I use either a 6ft fast action medium spinning rod or a 5'6" fast action medium bait casting rod. The fast tip is key in my opinion, the more sensitivity the better - I try to get away with the lightest tackle possible...just strong enough to horse 'em away from the pilings once they're hooked. Reel is usually spooled with 15-20lb powerpro or 12lb fluoro with a ~2oz egg sinker above a small swivel then a 1foot 25-30lb fluoro leader and a size 2 or 1 j-hook. 

Variables I have found that influence how many I get are:

(1) Water Temps/Time of Year: definitely a lot easier to catch in the spring when the water temps are just starting to warm up than in the late summer when it's hot, at least in my experience.
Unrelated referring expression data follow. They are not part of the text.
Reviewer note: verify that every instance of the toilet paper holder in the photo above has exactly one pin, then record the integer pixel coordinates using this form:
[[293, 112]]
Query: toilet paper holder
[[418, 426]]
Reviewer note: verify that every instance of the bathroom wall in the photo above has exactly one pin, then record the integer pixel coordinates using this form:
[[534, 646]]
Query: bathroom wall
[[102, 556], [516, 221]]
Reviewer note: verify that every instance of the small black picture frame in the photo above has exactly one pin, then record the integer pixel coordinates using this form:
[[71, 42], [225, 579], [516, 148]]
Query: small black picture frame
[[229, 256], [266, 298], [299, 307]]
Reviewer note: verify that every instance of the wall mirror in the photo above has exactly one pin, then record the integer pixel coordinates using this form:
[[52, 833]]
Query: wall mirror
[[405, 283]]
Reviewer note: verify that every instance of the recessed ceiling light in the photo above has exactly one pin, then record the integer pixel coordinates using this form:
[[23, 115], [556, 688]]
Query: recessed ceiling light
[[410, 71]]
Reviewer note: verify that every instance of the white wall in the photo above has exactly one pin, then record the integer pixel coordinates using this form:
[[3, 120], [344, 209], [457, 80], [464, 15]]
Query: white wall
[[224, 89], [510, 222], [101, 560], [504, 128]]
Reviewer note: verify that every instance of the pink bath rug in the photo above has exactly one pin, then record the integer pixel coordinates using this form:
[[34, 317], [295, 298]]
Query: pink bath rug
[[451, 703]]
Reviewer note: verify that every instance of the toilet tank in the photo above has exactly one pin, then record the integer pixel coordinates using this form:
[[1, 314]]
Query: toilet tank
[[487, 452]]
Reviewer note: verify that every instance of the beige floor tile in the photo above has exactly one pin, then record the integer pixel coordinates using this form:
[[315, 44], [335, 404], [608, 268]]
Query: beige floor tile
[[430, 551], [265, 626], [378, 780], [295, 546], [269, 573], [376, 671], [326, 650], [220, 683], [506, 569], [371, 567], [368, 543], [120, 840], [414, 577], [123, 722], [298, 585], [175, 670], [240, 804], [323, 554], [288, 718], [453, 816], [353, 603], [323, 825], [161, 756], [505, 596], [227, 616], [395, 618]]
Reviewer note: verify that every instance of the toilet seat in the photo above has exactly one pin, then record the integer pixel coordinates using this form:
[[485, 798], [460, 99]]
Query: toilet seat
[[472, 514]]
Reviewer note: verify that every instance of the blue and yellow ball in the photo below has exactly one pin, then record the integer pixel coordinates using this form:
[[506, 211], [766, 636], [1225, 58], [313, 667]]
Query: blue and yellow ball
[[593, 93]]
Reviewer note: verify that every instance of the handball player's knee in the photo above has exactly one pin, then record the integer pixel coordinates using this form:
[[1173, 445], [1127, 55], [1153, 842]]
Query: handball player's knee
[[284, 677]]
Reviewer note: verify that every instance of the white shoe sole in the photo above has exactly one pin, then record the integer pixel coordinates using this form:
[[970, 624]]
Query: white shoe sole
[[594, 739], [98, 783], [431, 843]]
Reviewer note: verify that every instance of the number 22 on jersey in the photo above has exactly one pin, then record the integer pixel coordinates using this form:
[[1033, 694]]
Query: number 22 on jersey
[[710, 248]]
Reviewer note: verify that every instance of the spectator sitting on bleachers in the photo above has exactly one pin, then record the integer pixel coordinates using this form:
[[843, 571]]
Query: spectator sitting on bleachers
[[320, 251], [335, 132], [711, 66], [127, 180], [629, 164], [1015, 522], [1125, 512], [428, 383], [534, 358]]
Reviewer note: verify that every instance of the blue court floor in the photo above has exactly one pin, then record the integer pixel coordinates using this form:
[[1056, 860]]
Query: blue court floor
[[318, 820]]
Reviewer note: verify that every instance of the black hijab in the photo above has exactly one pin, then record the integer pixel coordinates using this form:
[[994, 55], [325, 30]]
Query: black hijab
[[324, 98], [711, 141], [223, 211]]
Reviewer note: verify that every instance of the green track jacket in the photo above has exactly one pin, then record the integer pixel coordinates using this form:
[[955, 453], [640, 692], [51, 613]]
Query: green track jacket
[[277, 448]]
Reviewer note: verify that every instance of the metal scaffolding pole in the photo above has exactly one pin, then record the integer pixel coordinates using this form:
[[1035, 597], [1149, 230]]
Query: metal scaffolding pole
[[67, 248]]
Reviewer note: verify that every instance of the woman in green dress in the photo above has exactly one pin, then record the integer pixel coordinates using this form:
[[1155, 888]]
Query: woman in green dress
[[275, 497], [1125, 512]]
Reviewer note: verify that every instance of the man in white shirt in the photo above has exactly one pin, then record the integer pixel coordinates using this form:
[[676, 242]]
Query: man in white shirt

(2) Water Clarity: If it's crystal clear I never get a lot of bites - I feel like they get scared off by the terminal tackle. I like it when the water is a little stirred up, but not so muddy/dirty they can't see the bait.


----------



## matt anderson (Jan 29, 2006)

HIT'em with a big ars snag hook


----------



## barty b (Dec 31, 2004)

Sand fleas as bait are a good thing,make that a GREAT thing,but not the best. I use fresh shucked oysters. Fiddlers are actually my 3rd choice,then shrimp. I use a fast action spinning rod in the 6-7 foot range and a shimano stradic 400 reel with 15lb braid and 5' flourocarbon tippet. The actual rig is a standard fishfinder with a 6" leader and an eagle calw wide bend #2 hook. I find them all throughout the water column depending on visibility and temp.It depends. Just try different depths until you find them.
But then again what do I know


----------



## Reelturner (Dec 24, 2003)

*Ya'll ....*

uh ....as if ya got it GOING ON!!!

The right way..

RT:beer: :beer:


----------